Question

How do you find the derivative of \[s=t\sin t\]?

Answer 1

Hint: Consider ‘s’ in the L.H.S as a function of t and differentiate both the sides with respect to the variable t. Consider ‘s’ as the product of an algebraic function and a trigonometric function.

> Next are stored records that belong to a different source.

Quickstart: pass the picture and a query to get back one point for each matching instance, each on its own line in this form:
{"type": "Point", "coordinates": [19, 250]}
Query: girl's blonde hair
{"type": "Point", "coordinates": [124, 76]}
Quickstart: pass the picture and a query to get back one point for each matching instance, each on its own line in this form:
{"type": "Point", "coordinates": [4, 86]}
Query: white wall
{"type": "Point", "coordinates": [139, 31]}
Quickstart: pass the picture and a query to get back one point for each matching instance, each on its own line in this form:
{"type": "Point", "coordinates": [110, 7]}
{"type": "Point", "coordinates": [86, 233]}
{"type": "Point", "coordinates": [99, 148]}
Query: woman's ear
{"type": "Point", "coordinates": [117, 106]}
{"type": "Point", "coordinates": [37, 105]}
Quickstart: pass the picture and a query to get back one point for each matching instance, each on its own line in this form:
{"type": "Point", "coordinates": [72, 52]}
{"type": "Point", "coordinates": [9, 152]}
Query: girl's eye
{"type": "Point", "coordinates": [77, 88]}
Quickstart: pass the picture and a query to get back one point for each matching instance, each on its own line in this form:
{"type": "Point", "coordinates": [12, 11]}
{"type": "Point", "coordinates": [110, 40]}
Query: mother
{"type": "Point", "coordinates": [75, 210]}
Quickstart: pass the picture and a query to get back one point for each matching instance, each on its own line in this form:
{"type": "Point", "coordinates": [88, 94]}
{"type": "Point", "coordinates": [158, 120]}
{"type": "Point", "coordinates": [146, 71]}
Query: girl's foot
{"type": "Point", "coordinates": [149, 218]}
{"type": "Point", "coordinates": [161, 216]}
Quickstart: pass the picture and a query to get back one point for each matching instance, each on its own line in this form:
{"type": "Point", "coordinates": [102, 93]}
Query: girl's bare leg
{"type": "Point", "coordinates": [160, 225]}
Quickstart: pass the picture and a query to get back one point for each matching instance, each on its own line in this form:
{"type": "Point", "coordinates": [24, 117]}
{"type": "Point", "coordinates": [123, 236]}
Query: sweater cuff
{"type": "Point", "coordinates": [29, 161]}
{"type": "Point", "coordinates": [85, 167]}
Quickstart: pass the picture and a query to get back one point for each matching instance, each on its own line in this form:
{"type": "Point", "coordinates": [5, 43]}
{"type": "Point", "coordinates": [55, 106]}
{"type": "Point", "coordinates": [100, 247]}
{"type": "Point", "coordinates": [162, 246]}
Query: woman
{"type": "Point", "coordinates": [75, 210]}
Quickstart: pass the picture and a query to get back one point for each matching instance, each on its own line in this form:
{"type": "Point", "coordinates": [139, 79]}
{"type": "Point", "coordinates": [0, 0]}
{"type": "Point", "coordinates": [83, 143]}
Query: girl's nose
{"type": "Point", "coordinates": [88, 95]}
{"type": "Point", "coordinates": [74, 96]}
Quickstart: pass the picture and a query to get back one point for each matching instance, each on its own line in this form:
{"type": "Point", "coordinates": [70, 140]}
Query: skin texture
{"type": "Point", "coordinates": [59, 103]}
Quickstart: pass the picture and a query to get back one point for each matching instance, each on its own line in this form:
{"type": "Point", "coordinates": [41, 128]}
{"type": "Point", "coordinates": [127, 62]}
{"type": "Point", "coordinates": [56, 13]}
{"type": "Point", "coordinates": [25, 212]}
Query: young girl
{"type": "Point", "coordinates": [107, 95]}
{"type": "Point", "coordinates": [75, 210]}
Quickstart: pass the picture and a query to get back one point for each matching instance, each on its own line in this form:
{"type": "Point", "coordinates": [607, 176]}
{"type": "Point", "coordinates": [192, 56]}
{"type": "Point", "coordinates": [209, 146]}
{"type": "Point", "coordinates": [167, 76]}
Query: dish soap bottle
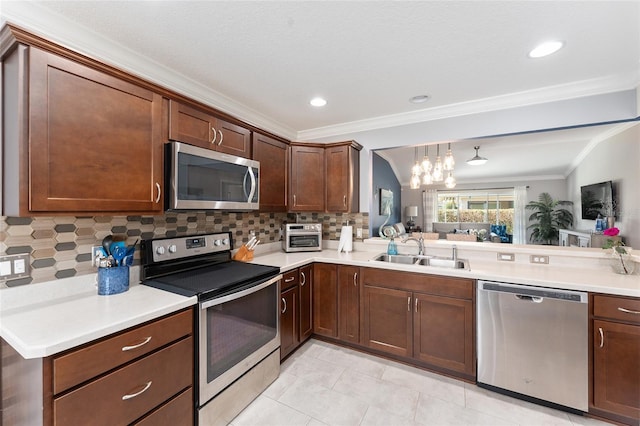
{"type": "Point", "coordinates": [392, 248]}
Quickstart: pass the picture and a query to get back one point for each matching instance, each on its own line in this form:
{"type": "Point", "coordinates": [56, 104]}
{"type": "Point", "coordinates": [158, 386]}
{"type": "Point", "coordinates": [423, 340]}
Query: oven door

Now, apply the product rule of differentiation given as: - \[\dfrac{d\left( u\times v \right)}{dt}=u\dfrac{dv}{dt}+v\dfrac{du}{dt}\]. Here, consider, u = t and \[v=\sin t\]. Use the formula: - \[\dfrac{d\sin t}{dt}=\cos t\] to simplify the derivative and get the answer.

Complete step by step solution:
Here, we have been provided with the function \[s=t\sin t\] and we are asked to differentiate it. Here we are going to use the product rule of differentiation to get the answer.
\[\because s=t\sin t\]
Clearly, we can see that we have ‘s’ as a function of t. Now, we can assume the given function as the product of an algebraic function (t) and a trigonometric function \[\left( \sin t \right)\]. So, we have,
\[\Rightarrow s=t\times \sin t\]
Let us assume t as ‘u’ and \[\sin t\] as ‘v’. So, we have,
\[\Rightarrow s=u\times v\]
Differentiating both the sides with respect to t, we get,
\[\Rightarrow \dfrac{ds}{dt}=\dfrac{d\left( u\times v \right)}{dt}\]
Now, applying the product rule of differentiation given as: - \[\dfrac{d\left( u\times v \right)}{dt}=u\dfrac{dv}{dt}+v\dfrac{du}{dt}\], we get,
\[\Rightarrow \dfrac{ds}{dt}=\left[ u\dfrac{dv}{dt}+v\dfrac{du}{dt} \right]\]
Substituting the assumed values of u and v, we get,
\[\Rightarrow \dfrac{ds}{dt}=\left[ t\dfrac{d\sin t}{dt}+t\dfrac{dt}{dt} \right]\]
We know that \[\dfrac{d\sin t}{dt}=\cos t\], so we have,
\[\begin{align}
  & \Rightarrow \dfrac{ds}{dt}=\left[ t\cos t+\sin t\times 1 \right] \\
 & \Rightarrow \dfrac{ds}{dt}=\left( t\cos t+\sin t \right) \\
\end{align}\]
Hence, the above relation is our answer.

Note: One may note that whenever we are asked to differentiate a product of two or more functions we apply the product rule. You must remember all the basic rules and formulas of differentiation like: - the product rule, chain rule, \[\dfrac{u}{v}\] rule etc. as they are frequently used in both differential and integral calculus. Remember the derivatives of some common functions like: algebraic functions, trigonometric functions, logarithmic functions, exponential functions etc. as we may be asked to find the derivative of the product of any two of these listed functions.